With Jamaal Charles, Spencer Ware, Charcandrick West and Knile Davis in the fold, the Chiefs may well have the deepest offensive backfield in all of football. Charles played just five games in 2015, but Kansas City’s backups still managed to amass over 1,400 all-purpose yards and 12 touchdowns.
The team proved it could shoulder an injury or two at the position even in the most crucial situations. In fact, Kansas City’s so stacked, the team reportedly fielded offers when Davis requested a trade back in March.
It’s unknown how Charles will rebound from his second ACL injury, but if history’s any indication, the Chiefs will again be one of the most running back-rich teams in the NFL. Despite Davis being basically expendable at this point, the team will still have little need for another halfback when the lights go up in the Auditorium Theatre.
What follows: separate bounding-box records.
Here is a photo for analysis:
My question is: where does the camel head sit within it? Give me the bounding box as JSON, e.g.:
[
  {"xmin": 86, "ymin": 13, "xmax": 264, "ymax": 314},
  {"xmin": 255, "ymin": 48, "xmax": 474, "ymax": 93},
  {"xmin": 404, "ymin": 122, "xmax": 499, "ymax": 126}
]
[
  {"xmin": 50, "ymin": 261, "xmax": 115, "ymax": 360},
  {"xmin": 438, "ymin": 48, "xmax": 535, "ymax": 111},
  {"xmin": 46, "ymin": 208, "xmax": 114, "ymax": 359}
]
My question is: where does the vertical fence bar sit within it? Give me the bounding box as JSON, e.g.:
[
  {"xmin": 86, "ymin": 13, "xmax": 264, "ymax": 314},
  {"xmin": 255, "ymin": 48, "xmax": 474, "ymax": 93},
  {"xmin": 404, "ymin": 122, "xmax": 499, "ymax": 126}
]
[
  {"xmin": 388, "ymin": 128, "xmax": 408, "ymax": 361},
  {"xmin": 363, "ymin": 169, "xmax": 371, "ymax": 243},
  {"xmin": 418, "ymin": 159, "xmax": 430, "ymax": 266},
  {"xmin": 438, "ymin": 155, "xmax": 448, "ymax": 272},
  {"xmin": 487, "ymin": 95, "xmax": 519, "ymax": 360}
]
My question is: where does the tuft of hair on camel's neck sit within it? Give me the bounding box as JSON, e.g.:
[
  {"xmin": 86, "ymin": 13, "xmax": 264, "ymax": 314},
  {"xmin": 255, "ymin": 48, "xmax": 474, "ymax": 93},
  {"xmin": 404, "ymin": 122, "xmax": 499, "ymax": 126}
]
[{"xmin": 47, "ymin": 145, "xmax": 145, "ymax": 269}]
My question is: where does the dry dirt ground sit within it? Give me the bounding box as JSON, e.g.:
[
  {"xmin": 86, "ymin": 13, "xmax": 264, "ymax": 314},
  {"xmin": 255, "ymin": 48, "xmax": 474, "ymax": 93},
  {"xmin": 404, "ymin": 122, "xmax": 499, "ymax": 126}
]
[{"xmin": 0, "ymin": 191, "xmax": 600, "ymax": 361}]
It’s not unreasonable to think they could backfill the position with someone who can also contribute to the return teams, but with De’Anthony Thomas returning to action, it’s certainly not a priority.
Let’s face facts folks — Derrick Johnson will be 34 years old before the end of the 2016 season. With a new deal in place, he’ll most likely finish his career in Kansas City, but the time to identify his successor is just around the corner. Fortunately for Kansas City, they have a pair of young inside backers with promise.
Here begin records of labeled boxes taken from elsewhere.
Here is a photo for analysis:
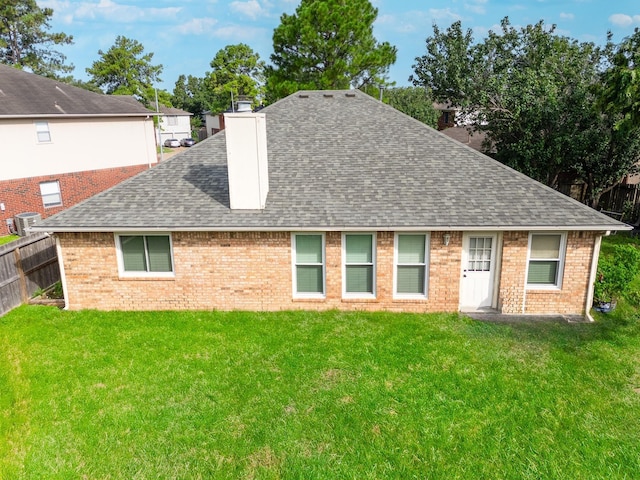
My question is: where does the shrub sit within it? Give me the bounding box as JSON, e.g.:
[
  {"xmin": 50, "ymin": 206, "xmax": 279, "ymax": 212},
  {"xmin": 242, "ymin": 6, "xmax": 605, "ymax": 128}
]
[{"xmin": 594, "ymin": 245, "xmax": 640, "ymax": 303}]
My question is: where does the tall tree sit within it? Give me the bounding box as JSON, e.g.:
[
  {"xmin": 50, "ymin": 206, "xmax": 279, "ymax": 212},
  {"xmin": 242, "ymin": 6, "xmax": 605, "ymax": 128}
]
[
  {"xmin": 267, "ymin": 0, "xmax": 397, "ymax": 99},
  {"xmin": 384, "ymin": 87, "xmax": 438, "ymax": 128},
  {"xmin": 0, "ymin": 0, "xmax": 74, "ymax": 78},
  {"xmin": 171, "ymin": 75, "xmax": 212, "ymax": 115},
  {"xmin": 204, "ymin": 43, "xmax": 265, "ymax": 112},
  {"xmin": 411, "ymin": 18, "xmax": 637, "ymax": 204},
  {"xmin": 87, "ymin": 35, "xmax": 162, "ymax": 106},
  {"xmin": 601, "ymin": 28, "xmax": 640, "ymax": 133}
]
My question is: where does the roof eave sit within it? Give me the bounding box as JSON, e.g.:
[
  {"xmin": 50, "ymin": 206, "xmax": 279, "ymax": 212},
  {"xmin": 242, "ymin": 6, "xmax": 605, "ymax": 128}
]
[
  {"xmin": 30, "ymin": 225, "xmax": 633, "ymax": 233},
  {"xmin": 0, "ymin": 110, "xmax": 162, "ymax": 120}
]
Eight months ago, the team was pleasantly surprised when newcomer Justin March-Lillard came in, seemingly out of nowhere, to flash in training camp and the NFL preseason. If that weren’t enough, once he was felled by injury, they also got meaningful snaps out of 2015 draftee Ramik Wilson.
You can also say what you want about veteran Josh Mauga, but he’s a serviceable starter next to Johnson if nothing else. Barring an injury, the Chiefs have four players there who’ve proven adequate enough to start in this league. I suspect Dorsey could still sleep comfortably if none of his seven picks in this year’s draft went to that position group. Aside from March and Wilson, Kansas City also has D.J. Alexander in the mix.
He’s got a ways to go to be a valuable defensive contributor, but he proved his worth as an explosive special teams player in 2015.
Next: In conclusion...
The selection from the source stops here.